Waiting for the State of the Union

The President's annual address to Congress on "the state of the Union" is prescribed in the Constitution. Or, rather, the message itself is. As is well known, Thomas Jefferson abandoned his Federalist predecessors' practice of addressing Congress in person, perceiving it to be too monarchical. And for 112 years no President ever again addressed Congress in person, until the Anglophile Woodrow Wilson resumed custom in 1913. 

Obviously modeled on a European monarch's "Speech from the Throne," the occasion is the closest we come to such regal ceremonial. The President comes to the House Chamber, formally escorted as Head of State. From the House Doorkeeper's traditional cry, Mr. Speaker, the President of the United States, to the President's formulaic introduction by the Speaker, the President embodies the sovereignty of the nation, and is received accordingly. It is and rightly should be an opportunity for some serious, unifying, patriotic uplift 

Unifying regal ritual on this very formal occasion notwithstanding, the event is also a divisively partisan one - reflected not just in the somewhat unbecoming custom of a televised partisan response by the opposite party, but even more dramatically in the partisan applause patterns that periodically punctuate the speech. It is, after all, the President's presentation of his program. Once upon a time, the expectation was that the Congress would debate and act upon the President's proposals - accepting, rejecting, compromising as appropriate. Nowadays, however, the speech is really addressed to the TV audience (in other words, to the voters). In the absence of the deliberation and debate that was originally supposed to characterize the legislative branch, both sides seem instead to concentrate on scoring points prior to the next election.

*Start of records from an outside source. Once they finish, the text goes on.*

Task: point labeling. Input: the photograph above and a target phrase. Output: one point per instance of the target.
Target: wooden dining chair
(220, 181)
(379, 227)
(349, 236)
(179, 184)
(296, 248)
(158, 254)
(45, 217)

My guess is that the President will focus heavily on the growing inequality and mobility gap in our society, a situation in which even a the economy is improving and growing ordinary, working people continue to fall behind. I presume he will also highlight how health insurance reform (the Affordable Care Act) is helping address an important dimension of this crisis. I'm sure he'll call for a higher minimum wage and for comprehensive immigration reform. Hopefully, he can make the necessary connections to mobilize a nation to recover the communitarian character that has been in the process of consistently being eroded since 1980. 

But, now, the President has arrived. So let's see what he has to say. And then think more about it tomorrow.